Selasa 26 April 2016 12:50 WIB | Shinta Devi
Belakangan ini terjadi fenomena yang kebablasan dari beberapa
kelompok atau orang tertentu dalam menyikapi UUD 45 yang menyebutkan
tentang kebebasan berkumpul, berpendapat, berekspresi dan berserikat
bagi seluruh warga negara Indonesia adalah dilindungi UU. Para kader PKI
memaknai, bahwa kebebasan dalam menyempaikan aspirasinya terkait
penyebaran paham komunis dianggap hak dan tidak bertentangan dengan UU,
sementara itu TAP MPRS XXV/1966 jelas menyebutkan bahwa PKI dan ajaran
faham komunis, marxisme/Leninisme serta segala bentuk kegiatanya
dilarang berkembang di Indonesia.
Para penggiat HAM dan kader PKI senantiasa berupaya melakukan
kegiatan-kegiatan yang mengandung unsur komunis, seperti halnya
“Belokkiri.Fest”, “Sekolah Kiri” dan berbagai macam Diskusi Tragedi’65
termasuk pemutaran film pemutarbalikkan fakta sejarah “Jagal, Senyap
dll”, itu semua jelas sebagai upaya kebangkitan kembali faham komunis di
Indonesia.
Dengan bungkus sebagai pembelajaran sejarah, kader PKI
mensosialisasikan ideologi komunis kepada masyarakat dengan tujuan agar
faham/ideologi komunis bisa diterima kembali untuk bangkit menjadi
sebuah partai yang diakui oleh pemerintah.

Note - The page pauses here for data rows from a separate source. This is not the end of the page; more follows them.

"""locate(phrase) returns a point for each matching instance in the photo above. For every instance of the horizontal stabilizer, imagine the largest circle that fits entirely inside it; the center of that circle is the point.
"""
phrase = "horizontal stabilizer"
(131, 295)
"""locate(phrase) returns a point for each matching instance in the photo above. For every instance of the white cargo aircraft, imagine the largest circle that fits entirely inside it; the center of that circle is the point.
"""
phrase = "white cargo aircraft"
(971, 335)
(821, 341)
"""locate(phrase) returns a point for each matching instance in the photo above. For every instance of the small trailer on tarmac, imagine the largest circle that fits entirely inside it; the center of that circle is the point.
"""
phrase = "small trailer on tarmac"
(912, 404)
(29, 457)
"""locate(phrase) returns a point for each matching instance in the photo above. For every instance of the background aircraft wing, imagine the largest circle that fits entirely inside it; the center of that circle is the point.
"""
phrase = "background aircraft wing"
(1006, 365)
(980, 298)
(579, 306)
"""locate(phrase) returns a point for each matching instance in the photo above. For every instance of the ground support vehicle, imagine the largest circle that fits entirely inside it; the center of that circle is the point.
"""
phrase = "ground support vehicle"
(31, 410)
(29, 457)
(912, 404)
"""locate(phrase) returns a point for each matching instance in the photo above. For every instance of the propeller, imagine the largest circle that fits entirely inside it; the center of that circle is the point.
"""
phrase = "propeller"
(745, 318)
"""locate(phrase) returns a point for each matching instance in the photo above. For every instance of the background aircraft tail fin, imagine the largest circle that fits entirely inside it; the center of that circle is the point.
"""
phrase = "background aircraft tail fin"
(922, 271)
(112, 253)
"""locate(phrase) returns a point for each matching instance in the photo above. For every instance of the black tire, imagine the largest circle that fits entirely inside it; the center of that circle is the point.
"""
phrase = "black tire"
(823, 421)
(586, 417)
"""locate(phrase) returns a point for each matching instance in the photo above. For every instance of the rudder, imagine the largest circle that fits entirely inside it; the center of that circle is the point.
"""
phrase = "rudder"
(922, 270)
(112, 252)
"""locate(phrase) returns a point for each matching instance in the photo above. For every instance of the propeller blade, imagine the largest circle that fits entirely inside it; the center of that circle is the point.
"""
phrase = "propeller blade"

Fakta ini sudah tidak
terbantahkan oleh siapapun karena sudah banyak bukti yang bisa kita
lihat bersama.
Selain itu melalui Yayasan Penelitian Korban Pembunuhan 1965-1966
(YPKP '65) yang dipimpin oleh seseorang yang bernama Bedjo Untung (Kader
PKI), tidak henti-hentinya menyerukan dan mempengaruhi pemerintah untuk
segera menyelesaikan kasus tragedi 1965 yang dianggapnya sebagai
tragedi atas terbantainya orang PKI oleh Umat Islam dan TNI, padahal
dalam kenyataanya adalah bahwa PKI yang melakukan pembantaian terhadap
TNI dan umat Islam pada tahun 1948/1965. Ini semua demi mencari simpati
publik untuk selanjutnya menyalurkan dendamnya yang selama ini terpendam
dan yang paling utama adalah untuk membangkitkan kembali PKI di
Indonesia.
Fakta yang paling terakhir yaitu YPKP’65 mengumpulkan mantan anggota
PKI dengan tema “Wisata Loka Karya YPKP’65” tanggal 14-16 April 2016 di
wilayah Cipanas Jabar, yang pada akhirnya dibubarkan oleh oermas FPI dan
aparat pemerintah. Acara tersebut jelas dalam upaya mengangkat kembali
faham komunis di Indonesia. ini benar-benar sudah sangat nyata akan
kebangkitan kembali faham komunis di Indonesia.